En 2009 où j'ai commencé le "développement personnel", j'étais souvent le seul homme et très souvent le plus jeune. A chaque stage je comptais les hommes pour savoir si on était 3, 6 ou 7 sur 20, 30 ou 40 personnes.

Bien que ces espaces étaient mixtes, les femmes, de tous âges étaient toujours nombreuses, majoritaires dans ces espaces de corps, de parole, d'intériorité, d'émotions et de connaissance de soi.

Moi qui suis plutôt à l'aise avec les femmes, cela ne me dérangeait pas. C'était même plutôt agréable et réparateur d'être avec autant de femmes. J'étais le seul homme dans la conférence de Danièle Flamenbaum au Festival du Féminin en 2012, entouré de 120 femmes, je gérais la technique et j'ai bien senti que c'était un espace privilégié, en tant qu'homme d'assister à ces moments. J'étais bien et c'était bien.

Jusqu'au jour où j'ai participé à mon premier cercle d'homme où j'ai compris qu'il manquait quelque chose, qu'il me manquait quelque chose. A l'aise dans les espaces majoritairement féminins j'évitais la confrontation avec d'autres hommes.

Je dis confrontation car souvent, entre hommes, il y a la peur que ça dérape, qu'on ne soit pas d'accord et qu'en dernier recours, on se mette sur la gueule. Alors dans l'absolu ça pourrait arriver avec des femmes, mais bizarrement, cela ne m'a jamais paru comme un risque ou un danger. A contrario, des hommes que l'on amène dans des espaces sensibles, blessés, ça peut amener de la colère, de la rage, de la violence et des ruptures de cadre.

Souvent, cela ravive les traumas, les humiliations des bandes de garçons, d'ados, de mecs, de choix intérieurs de reniement ou d'appartenance :

"ils sont cons et leurs codes sont cons, mais si je veux faire partie de leur groupe, je dois faire avec et lisser un peu qui je suis"
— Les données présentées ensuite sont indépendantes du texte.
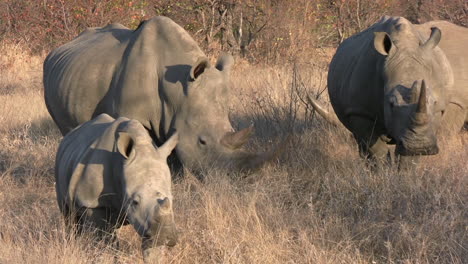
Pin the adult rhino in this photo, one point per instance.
(157, 75)
(396, 83)
(109, 173)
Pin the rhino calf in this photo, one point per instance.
(109, 173)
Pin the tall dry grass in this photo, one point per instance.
(318, 203)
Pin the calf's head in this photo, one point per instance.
(146, 185)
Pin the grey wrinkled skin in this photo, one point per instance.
(399, 83)
(109, 173)
(157, 75)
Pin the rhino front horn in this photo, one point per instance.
(235, 140)
(422, 102)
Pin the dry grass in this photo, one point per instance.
(318, 204)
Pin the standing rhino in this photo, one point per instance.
(396, 83)
(108, 173)
(157, 75)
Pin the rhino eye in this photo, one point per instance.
(201, 141)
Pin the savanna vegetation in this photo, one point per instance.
(317, 203)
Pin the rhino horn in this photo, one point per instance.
(434, 39)
(422, 102)
(414, 93)
(235, 140)
(324, 113)
(421, 108)
(164, 204)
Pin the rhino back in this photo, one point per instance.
(117, 71)
(78, 74)
(453, 44)
(354, 82)
(84, 164)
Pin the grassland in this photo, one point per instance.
(318, 203)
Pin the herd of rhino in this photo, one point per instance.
(126, 99)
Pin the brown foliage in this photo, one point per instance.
(269, 31)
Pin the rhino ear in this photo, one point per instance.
(125, 145)
(166, 149)
(199, 67)
(434, 39)
(382, 43)
(225, 62)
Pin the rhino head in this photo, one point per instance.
(206, 137)
(414, 77)
(146, 185)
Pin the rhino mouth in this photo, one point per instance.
(426, 151)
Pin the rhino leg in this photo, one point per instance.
(371, 145)
(100, 222)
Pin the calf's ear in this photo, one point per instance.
(199, 67)
(166, 149)
(382, 43)
(125, 145)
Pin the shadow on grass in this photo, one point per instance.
(30, 151)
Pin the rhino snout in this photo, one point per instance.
(418, 146)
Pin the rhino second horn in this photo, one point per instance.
(235, 140)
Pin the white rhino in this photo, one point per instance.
(400, 83)
(109, 173)
(157, 75)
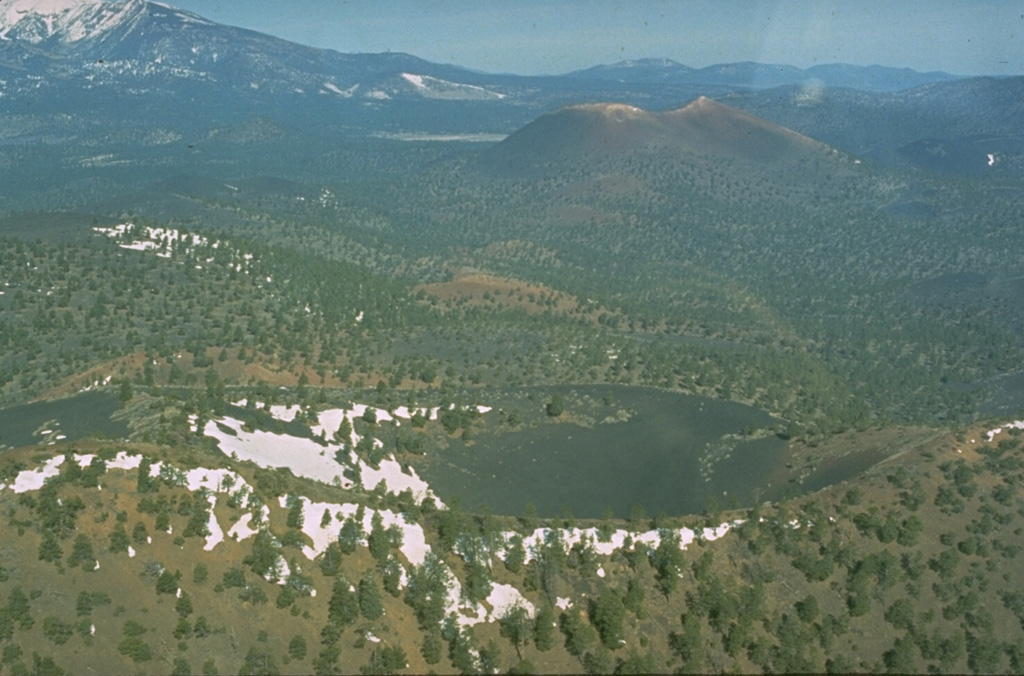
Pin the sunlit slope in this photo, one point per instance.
(598, 131)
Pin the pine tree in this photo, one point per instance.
(370, 597)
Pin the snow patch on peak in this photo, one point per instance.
(70, 20)
(430, 87)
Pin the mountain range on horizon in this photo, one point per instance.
(92, 28)
(112, 77)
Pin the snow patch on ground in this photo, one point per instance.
(992, 433)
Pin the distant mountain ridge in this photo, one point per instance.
(761, 76)
(101, 93)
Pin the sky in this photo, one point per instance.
(535, 37)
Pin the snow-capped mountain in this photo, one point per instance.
(146, 46)
(53, 23)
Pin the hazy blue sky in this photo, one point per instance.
(971, 37)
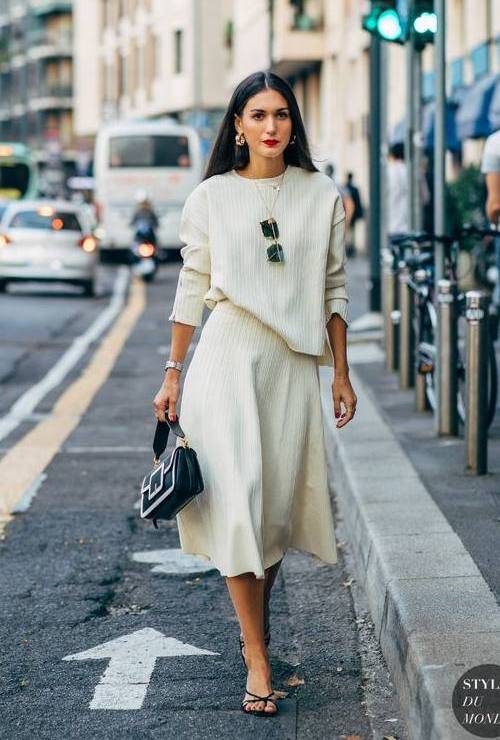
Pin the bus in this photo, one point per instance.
(159, 157)
(18, 173)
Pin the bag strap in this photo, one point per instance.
(161, 435)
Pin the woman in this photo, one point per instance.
(264, 249)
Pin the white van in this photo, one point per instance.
(160, 157)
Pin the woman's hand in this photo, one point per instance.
(167, 396)
(343, 392)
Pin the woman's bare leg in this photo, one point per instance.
(270, 577)
(271, 574)
(247, 595)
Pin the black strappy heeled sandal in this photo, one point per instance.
(259, 712)
(267, 640)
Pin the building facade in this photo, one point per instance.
(136, 58)
(36, 78)
(151, 58)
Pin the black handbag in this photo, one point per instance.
(173, 483)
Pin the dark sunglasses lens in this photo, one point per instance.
(270, 228)
(275, 253)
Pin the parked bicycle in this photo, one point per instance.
(416, 251)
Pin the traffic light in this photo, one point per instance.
(424, 23)
(382, 19)
(400, 21)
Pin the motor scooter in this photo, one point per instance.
(144, 251)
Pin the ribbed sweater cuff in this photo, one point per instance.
(337, 305)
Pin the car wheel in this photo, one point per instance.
(89, 288)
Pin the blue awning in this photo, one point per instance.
(428, 118)
(428, 126)
(473, 120)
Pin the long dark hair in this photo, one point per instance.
(227, 155)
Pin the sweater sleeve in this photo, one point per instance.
(336, 297)
(194, 276)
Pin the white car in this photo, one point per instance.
(48, 241)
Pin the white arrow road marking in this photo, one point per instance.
(124, 683)
(173, 561)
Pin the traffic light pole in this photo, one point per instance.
(417, 148)
(446, 421)
(410, 86)
(375, 170)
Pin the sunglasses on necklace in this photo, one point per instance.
(270, 230)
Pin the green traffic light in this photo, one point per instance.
(389, 25)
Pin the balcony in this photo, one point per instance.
(44, 7)
(44, 43)
(298, 40)
(50, 97)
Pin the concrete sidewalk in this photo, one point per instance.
(423, 533)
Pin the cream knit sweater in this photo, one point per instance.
(224, 256)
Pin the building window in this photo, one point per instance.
(140, 67)
(157, 56)
(178, 51)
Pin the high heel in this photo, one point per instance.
(259, 712)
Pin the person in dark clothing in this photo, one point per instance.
(357, 214)
(144, 211)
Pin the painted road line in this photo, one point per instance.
(124, 683)
(25, 462)
(23, 408)
(173, 562)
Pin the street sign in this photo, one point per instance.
(132, 659)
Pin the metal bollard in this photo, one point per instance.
(390, 303)
(476, 430)
(406, 332)
(421, 402)
(395, 320)
(446, 358)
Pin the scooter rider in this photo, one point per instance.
(144, 211)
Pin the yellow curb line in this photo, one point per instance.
(21, 465)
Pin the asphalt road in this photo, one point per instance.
(79, 569)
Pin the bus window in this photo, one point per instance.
(14, 180)
(149, 151)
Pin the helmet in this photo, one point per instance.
(142, 196)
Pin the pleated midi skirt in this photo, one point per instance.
(251, 409)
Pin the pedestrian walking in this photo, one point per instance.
(397, 191)
(264, 250)
(357, 213)
(345, 196)
(490, 167)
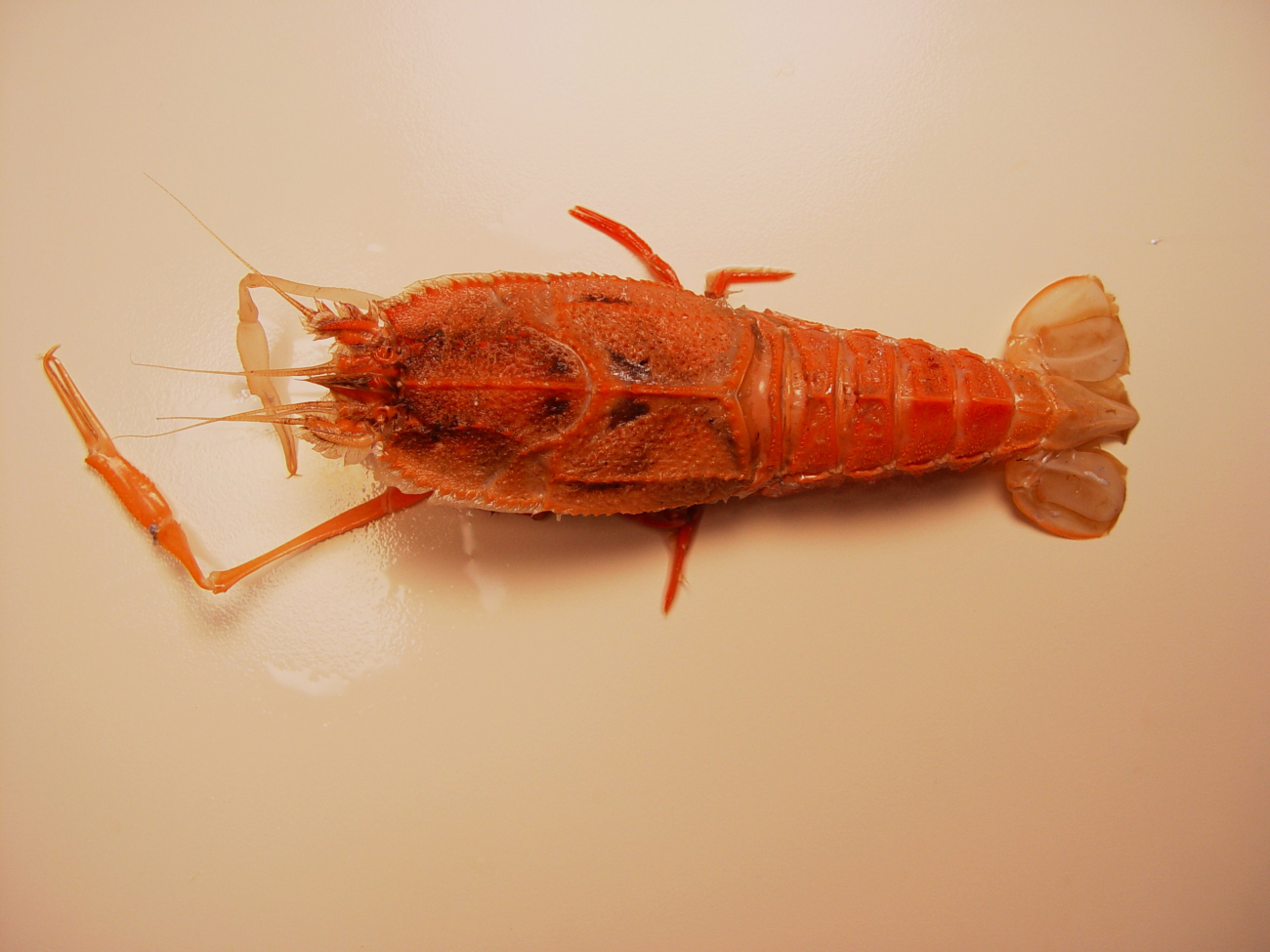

"je ne suis pas d'accord avec leur truc, leur façon de faire, leur culturre, mais si je dis ce que j'en pense, je risque de me retrouver seul"

J'ai progressivement investi, découvert, habité, plongé dans ces cercles d'hommes et s'il y a parfois encore cette peur, ce risque potentiel quand je participe ou quand j'anime, que ça parte en sucette, je sais que dans le fond, tout le monde a envie d'aller vers l'amour et le partage plutôt que la violence. Du coup avec un bon cadre, je me sens protégé et chacun engagé en conscience à le respecter et à ne pas laisser le contrôle à ces forces blessées.

En évitant la confrontation, j'évitais aussi la rencontre. Avec eux, avec moi, avec ces endroits blessés, avec ma vérité.

La vérité c'est que souvent ces espaces étaient pour moi traumatisant, empreint de domination, de dévalorisation, de compète, d'humiliation, de moqueries permanente. Une bonne brochette de couillons, ou plutôt et plus simplement : la formation continue au patriarcat.

Je constate avec joie l'essor du féminin, des cercles de femmes, leur dynamique, leur force, leur multiplicité.

Et puis je regarde du côté des hommes et je me dis régulièrement : où sont les hommes?

Quand je sors des stages, à 10, 20 ou 50 hommes, je me dis mais quelle beauté. Quand on ouvre ces espaces de paroles sur nos sexualités, c'est comme si on ouvrait la boîte aux trésors interdites que nous avons longtemps attendu pour pouvoir enfin en parler simplement, partager sans avoir peur d'être jugé, pouvoir être nous, tout simplement.

Et quand je vois la joie, l'amour, les guérisons, la force que ces espaces me donnent et donnent aux hommes qui y sont, je me dis "mais c'est trop bien, tous les hommes devraient venir !" et à chaque fois que je sors de là je m'engage à le crier sur les toits que ça existe, que c'est vital de nous reconnecter entre hommes... que c'est beau, que c'est possible !

Et puis j'organise des cercles en ligne, des stages et là, c'est timide. Les hommes ont peur. Les hommes bougent peu. Et ça recommence à zéro, un par un, il faut rassurer, inviter, expliquer, mettre des mots, partager, témoigner. Qu'est-ce qu'on y fait? est-ce qu'on sera nu? Est-ce qu'on est obligé? Est-ce que c'est filmé? On sera combien? C'est qui les autres?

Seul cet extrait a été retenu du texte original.